Quelles actions mener pour faire évoluer l'institution ?
Souvent portée par des enseignants isolés, la transformation pédagogique dans le supérieur fera tâche d'huile à deux conditions. D'abord, que les directions d'établissement s'y consacrent en priorité. Ensuite, que les maillons intermédiaires soient mobilisés. Il est primordial de travailler avec les directions d'UFR (unités de formation et de recherche) et les responsables de diplôme.
Les cours et leur structuration organisationnelle doivent évoluer ensemble. Comment continuer à penser les heures de cours en CM (cours magistral), TD (travaux dirigés) ou TP (travaux pratiques) quand des enseignants mixent les formules ? Comment imaginer de nouvelles formes d'apprentissage avec le cloisonnement disciplinaire actuel ?

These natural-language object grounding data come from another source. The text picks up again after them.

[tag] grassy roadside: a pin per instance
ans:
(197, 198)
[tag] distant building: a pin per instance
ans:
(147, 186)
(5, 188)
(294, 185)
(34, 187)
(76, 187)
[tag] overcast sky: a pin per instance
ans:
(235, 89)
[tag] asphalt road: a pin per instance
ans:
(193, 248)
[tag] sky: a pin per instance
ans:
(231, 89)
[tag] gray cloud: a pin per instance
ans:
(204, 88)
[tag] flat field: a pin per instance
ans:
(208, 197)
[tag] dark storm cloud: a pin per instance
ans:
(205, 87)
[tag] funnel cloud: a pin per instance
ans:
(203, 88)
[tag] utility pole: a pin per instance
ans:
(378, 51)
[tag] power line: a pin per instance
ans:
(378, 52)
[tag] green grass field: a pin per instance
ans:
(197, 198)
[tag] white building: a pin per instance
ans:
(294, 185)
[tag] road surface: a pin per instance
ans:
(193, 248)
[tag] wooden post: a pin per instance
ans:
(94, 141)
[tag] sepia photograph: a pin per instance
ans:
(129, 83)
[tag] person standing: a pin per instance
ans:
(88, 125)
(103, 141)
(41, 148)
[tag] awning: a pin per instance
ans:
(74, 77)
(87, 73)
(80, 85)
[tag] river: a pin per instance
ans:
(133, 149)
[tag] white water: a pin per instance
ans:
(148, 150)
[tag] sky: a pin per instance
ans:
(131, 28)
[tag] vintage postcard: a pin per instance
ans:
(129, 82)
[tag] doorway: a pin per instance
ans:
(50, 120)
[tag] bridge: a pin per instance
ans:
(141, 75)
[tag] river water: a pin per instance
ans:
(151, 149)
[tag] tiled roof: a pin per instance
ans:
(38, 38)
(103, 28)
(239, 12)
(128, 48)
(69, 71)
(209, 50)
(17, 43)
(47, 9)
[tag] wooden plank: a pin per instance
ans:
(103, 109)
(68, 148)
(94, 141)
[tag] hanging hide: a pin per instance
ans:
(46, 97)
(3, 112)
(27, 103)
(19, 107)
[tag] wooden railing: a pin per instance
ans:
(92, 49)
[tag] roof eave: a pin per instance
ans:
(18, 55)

Pour réussir la transformation de l'enseignement dans le supérieur, il ne suffit pas de compter sur des enseignants passionnés d'expérimentation pédagogique, numérique ou pas. Il faut une percolation dans les deux sens, des individus vers les responsables et vice-versa.
Et puis, elle doit s'accompagner d'une réflexion sur la finalité des études à l'université. Quand une enseignante vient me dire qu'elle est déboussolée par "les motivations actuelles des étudiants", je lui demande combien deviendront enseignant-chercheur à leur tour…
Denis Berthiaume est intervenu lors du séminaire de rentrée de Sapiens, le service d'accompagnement pédagogique de l'Université Sorbonne-Paris-Cité.